A wet towel of mass 4 kg is hung in the center of a 6 m clothesline, so that the line makes an angle 10o with the horizontal. The tension in the line is closest to...
50N, 40N, 100N, 200N, or 10N
each half of the closline supports 2kg
draw the triangle:
sin10=2g/tension
tension=about 20/sin10=20/(10/57) using the small angle approximation
tension=114/10= about 10 N
To find the tension in the clothesline, we can start by visualizing the forces acting on the towel. When the towel is hung, the weight of the towel acts downwards, and the tension in the line acts upwards and at an angle of 10 degrees with the horizontal.

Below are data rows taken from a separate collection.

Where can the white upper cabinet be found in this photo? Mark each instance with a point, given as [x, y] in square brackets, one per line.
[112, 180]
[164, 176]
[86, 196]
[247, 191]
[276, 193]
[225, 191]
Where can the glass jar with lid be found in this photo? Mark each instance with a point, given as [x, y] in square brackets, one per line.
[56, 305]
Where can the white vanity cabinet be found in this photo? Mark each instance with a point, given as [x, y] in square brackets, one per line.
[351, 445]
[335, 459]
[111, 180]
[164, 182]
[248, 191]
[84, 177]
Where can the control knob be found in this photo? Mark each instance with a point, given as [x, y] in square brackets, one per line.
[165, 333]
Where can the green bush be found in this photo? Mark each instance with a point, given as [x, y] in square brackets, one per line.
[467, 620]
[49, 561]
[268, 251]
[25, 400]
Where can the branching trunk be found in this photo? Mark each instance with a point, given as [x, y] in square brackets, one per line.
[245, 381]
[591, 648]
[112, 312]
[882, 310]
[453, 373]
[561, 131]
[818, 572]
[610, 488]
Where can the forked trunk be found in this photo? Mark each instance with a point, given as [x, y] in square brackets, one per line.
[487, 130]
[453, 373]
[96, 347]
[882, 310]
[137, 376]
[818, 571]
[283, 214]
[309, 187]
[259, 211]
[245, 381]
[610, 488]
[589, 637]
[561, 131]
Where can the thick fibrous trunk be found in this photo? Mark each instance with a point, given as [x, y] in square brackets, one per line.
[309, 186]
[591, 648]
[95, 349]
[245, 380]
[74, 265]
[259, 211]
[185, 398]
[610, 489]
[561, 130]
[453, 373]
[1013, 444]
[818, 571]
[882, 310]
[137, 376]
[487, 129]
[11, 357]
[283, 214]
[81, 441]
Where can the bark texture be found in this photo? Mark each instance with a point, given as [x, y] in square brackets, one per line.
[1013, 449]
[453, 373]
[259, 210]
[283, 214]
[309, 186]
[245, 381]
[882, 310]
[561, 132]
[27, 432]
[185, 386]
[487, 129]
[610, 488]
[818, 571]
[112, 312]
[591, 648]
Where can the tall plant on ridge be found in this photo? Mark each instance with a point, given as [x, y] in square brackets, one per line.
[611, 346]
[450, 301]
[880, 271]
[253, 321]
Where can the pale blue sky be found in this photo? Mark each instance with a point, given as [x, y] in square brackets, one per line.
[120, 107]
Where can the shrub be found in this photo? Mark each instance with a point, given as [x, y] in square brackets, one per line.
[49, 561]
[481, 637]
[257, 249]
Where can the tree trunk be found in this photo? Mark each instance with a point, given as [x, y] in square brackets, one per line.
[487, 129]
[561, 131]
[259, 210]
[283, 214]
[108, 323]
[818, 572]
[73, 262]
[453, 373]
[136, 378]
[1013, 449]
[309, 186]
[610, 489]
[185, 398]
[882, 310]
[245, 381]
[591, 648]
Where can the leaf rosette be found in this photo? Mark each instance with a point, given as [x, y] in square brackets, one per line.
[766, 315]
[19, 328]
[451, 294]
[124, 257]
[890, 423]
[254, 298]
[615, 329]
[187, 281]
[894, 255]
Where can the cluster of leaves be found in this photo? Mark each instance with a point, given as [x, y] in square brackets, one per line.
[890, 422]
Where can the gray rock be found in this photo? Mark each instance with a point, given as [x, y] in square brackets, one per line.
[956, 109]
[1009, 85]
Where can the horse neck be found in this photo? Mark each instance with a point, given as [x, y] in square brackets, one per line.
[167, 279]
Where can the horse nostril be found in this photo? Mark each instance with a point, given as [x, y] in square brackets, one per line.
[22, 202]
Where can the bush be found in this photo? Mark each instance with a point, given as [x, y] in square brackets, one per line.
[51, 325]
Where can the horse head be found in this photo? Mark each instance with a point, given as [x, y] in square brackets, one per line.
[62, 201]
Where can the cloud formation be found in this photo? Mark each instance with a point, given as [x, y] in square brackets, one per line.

First, we can break down the weight of the towel into its horizontal and vertical components. The vertical component of the weight would be mg, where m is the mass of the towel (4 kg) and g is the acceleration due to gravity (9.8 m/s^2). Therefore, the vertical component of the weight is 4 kg * 9.8 m/s^2 = 39.2 N.
Next, we can find the horizontal component of the weight by multiplying the vertical component by the tangent of the angle. In this case, the angle is 10 degrees, so the tangent would be tan(10) = 0.176. Therefore, the horizontal component of the weight is 0.176 * 39.2 N = 6.9 N.
Since the tension in the line needs to balance both the vertical and horizontal components of the weight, we can find the tension by calculating the resultant force. The resultant force can be found using the Pythagorean theorem:
Tension^2 = (horizontal component of weight)^2 + (vertical component of weight)^2
Plugging in the values:
Tension^2 = (6.9 N)^2 + (39.2 N)^2
Tension^2 = 47.61 N^2 + 1,536.64 N^2
Tension^2 = 1,584.25 N^2
Taking the square root of both sides, we find:
Tension ≈ 39.8 N
Therefore, the tension in the line is closest to 40N.